Today, September 16th, Councilmember Mary M. Cheh (D – Ward 3), Chair of the Committee on Transportation & the Environment, introduced the “Bicycle and Pedestrian Safety Act of 2015.” The bill provides a comprehensive update to the District’s laws and regulations as they pertain to motorist, bicycle, and pedestrian safety.
“Earlier this year, I convened a Bicycle & Pedestrian Working Group to foster a deliberative, thoughtful, and open discussion on how to best update the District’s approach to motor, bicycle, and pedestrian safety. The “Bicycle and Pedestrian Safety Act of 2015” is the end result of months of collaboration between my office, District agencies, law enforcement, and transportation advocates. By gathering everyone around the same table, we were able to debate and discuss what safety measures have been successful and what needs improvement from a variety of perspectives. This bill is a comprehensive and inclusive approach to making the roadways and sidewalks safer for all,” said Councilmember Cheh.
The bill would
- make a significant amount of crash, traffic violation, and closure data more readily accessible to the public
- establish the Bicycle and Pedestrian Priority Area Program to designate safety enhancement priority areas across the District in locations with heavy bicycle and pedestrian traffic
- incorporate a Complete Streets policy within DDOT to ensure that the construction, reconstruction, and maintenance of roads includes infrastructure that accommodates all multimodal users, including those with disabilities
- and require the Mayor to study the feasibility of a remediation and deferred disposition program that would enable a person guilty of a moving violation to take a safety course in lieu of paying some or all of the associated fine.
“The “Bicycle and Pedestrian Safety Act” changes the way our agencies address and prioritize safety concerns in the built environment, and it also encourages users of our transportation system to engage in safer behavior –in this way we can establish a system of mutual accountability. For example, one aspect of the bill includes greater oversight of DDOT’s infrastructure improvements and traffic modifications, while another section of the bill prohibits aggressive driving, and creates an escalating fine system for repeat offenders of moving violations directly affecting bicyclists and pedestrians. The bill also establishes a universal street and bicycle safety education curriculum for District schoolchildren,” said Councilmember Cheh.

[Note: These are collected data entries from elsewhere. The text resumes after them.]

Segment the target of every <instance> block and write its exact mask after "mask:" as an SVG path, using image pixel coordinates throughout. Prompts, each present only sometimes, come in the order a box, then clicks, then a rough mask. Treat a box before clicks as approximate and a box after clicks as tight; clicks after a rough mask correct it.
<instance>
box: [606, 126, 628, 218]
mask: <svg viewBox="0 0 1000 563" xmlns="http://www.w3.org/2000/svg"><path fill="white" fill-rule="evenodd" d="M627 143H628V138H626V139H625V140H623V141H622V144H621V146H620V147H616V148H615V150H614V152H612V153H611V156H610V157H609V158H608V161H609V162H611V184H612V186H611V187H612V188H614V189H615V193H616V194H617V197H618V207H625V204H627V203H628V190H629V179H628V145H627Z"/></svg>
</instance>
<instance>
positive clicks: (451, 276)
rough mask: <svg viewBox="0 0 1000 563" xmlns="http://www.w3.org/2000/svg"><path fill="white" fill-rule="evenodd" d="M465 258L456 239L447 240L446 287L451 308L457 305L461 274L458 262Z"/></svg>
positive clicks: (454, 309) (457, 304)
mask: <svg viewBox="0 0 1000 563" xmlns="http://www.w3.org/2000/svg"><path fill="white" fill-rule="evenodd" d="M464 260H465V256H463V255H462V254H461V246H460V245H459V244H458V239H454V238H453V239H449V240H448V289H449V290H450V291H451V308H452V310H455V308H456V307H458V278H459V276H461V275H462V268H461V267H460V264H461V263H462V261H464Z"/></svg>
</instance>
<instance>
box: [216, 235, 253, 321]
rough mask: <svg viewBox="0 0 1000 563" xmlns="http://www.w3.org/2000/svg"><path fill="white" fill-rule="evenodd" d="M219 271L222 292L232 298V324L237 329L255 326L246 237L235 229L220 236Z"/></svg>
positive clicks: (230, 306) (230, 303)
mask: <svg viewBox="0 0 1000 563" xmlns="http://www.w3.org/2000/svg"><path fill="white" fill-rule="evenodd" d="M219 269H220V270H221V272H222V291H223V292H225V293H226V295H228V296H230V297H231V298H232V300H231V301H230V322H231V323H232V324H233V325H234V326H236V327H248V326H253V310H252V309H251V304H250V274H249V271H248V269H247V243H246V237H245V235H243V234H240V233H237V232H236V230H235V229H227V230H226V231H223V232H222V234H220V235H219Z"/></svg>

The Bicycle & Pedestrian Working Group was co-chaired by the Washington Area Bicyclist Association (WABA) and AAA Mid-Atlantic throughout six open forum meetings in May and June. Other members of the fourteen member working group include: All Walks DC, Bicycle Advisory Council, DC Surface Transit, Department of Insurance, Securities & Banking (DISB), District of Columbia Insurance Federation (DCIF), District Department of Transportation (DDOT), Mayor’s Office of Policy and Legislative Affairs, Metropolitan Police Department (MPD), Pedestrian Advisory Council, PULSE Issues & Advocacy, and the United Spinal Association. The Working Group is currently composing a final report of recommendations to be presented to the Committee on Transportation & the Environment.
“In addition to the Working Group meetings, I also coordinated site visits with DDOT, the relevant ANCs, MPD, and bicycle and pedestrian advocates to the top five most dangerous intersections in the District to evaluate what short-term and long-term changes can be made to mitigate safety concerns. Being on-site with residents and connecting them with the agency decision makers was an incredibly helpful way to evaluate the infrastructure and behavioral challenges we face when attempting to improve our transportation system. This bill, the Working Group report, and dangerous intersection site visits are all components of a larger effort to reform and modernize the way the District responds to safety hazards on the roadways. The input we received from the community has been invaluable throughout this evaluation process, and I encourage residents to remain engaged and invested in this continued effort,” said Councilmember Cheh.